Frances Kelley ’08, Social Justice Network liaison to the Dwight Hall Executive Committee and a co-coordinator of NHSW, said this week’s events demonstrate that members of the Yale community are also New Haven residents and thus have an obligation to “claim our residency … and be responsible.”

“Yale would not be here without the city, without the work that is done by people who live in New Haven,” she said.

Kelley said NHSW is a chance to educate students about community issues such as Department of Homeland Security raids on immigrants in the Fair Haven neighborhood this past summer, as well as the broader social-contract movement in New Haven.

“I think it gives us a chance to reflect more critically about Yale’s relationship with New Haven,” she said.

Speaking in front of a Dwight Hall audience comprising students, community members and faculty, DeStefano said Monday that the municipal ID program captures the spirit of inclusiveness that has made America great.

“In many respects just as it is about how we see ourselves as a community, it’s about how America sees itself,” DeStefano said. “Does it see itself as a small nation, or does it see itself as a great nation?”

DeStefano said the card is meant to create a sense of common purpose among New Haven’s various communities.

“It’s not the illegal immigrant card, it’s not a Latino card — it’s an Elm City resident card,” he said. “It’s about how we think about ourselves and how we think about ourselves as a community.”

American studies professor Alicia Schmidt Camacho, a board member of the immigrant-rights group JUNTA for Progressive Action, said while it has sparked international attention, the Elm City ID program also calls for a new social contract involving traditionally marginalized residents.

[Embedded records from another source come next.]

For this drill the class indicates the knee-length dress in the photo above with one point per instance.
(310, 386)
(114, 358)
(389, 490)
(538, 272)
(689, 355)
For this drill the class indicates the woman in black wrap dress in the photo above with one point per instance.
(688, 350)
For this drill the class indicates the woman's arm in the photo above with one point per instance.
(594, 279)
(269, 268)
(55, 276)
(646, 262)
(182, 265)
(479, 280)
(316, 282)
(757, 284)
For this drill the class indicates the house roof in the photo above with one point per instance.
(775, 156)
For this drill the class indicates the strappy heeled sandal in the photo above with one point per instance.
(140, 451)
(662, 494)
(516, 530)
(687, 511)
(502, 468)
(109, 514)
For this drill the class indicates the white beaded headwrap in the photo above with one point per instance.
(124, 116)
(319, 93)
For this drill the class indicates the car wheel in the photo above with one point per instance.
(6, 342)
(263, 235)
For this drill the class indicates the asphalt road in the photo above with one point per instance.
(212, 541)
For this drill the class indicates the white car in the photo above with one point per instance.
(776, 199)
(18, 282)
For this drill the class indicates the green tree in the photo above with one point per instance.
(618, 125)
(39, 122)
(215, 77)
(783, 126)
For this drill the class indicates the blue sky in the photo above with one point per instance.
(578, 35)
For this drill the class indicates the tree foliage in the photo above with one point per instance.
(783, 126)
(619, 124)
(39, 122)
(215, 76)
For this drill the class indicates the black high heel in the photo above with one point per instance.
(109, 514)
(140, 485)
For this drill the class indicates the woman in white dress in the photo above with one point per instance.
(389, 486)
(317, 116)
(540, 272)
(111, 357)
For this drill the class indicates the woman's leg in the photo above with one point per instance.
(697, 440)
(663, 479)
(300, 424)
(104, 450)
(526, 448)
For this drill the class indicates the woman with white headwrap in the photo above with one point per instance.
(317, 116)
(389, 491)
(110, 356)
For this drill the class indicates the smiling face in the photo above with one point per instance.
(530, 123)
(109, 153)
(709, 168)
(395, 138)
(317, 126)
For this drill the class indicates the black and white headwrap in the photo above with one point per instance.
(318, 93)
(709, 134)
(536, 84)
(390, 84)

Camacho said opponents of the program have portrayed undocumented immigrants as disrespectful of the rule of law, but such a characterization shows a lack of understanding of what rule of law actually means.

“The first law is that no human being is illegal,” she said.

Other speakers at the event included Ben Gonzalez ’09, political action chair of Movimiento Estudiantil Chicano de Aztlan, Local 34 union President Laura Smith and Unidad Latina en Accion President John Lubo.

Ward 22 Alderman Gregory Morehead, Ward 1 Alderman Nick Shalek ’05 and Rachel Plattus ’09 — who is running in an uncontested election for the seat Shalek will vacate in January — were among the first in line to get their municipal IDs.

Dwight Hall Executive Committee co-Coordinator and NHSW co-Coordinator Lauren Jacobson ’08 said she felt a tremendous amount of energy and enthusiasm in support of the municipal ID program coming from large segments of the Yale community at the kick-off.

“I think the underlying theme was inclusiveness and community and that we are coming into this as Elm City residents,” Jacobson said. “This is about all of us being on the same footing and all having the same dignity and claim as part of the community.”

If NHSW succeeds in signing up 1,100 students to receive IDs, the city will have registered 5,000 IDs, Jacobson said.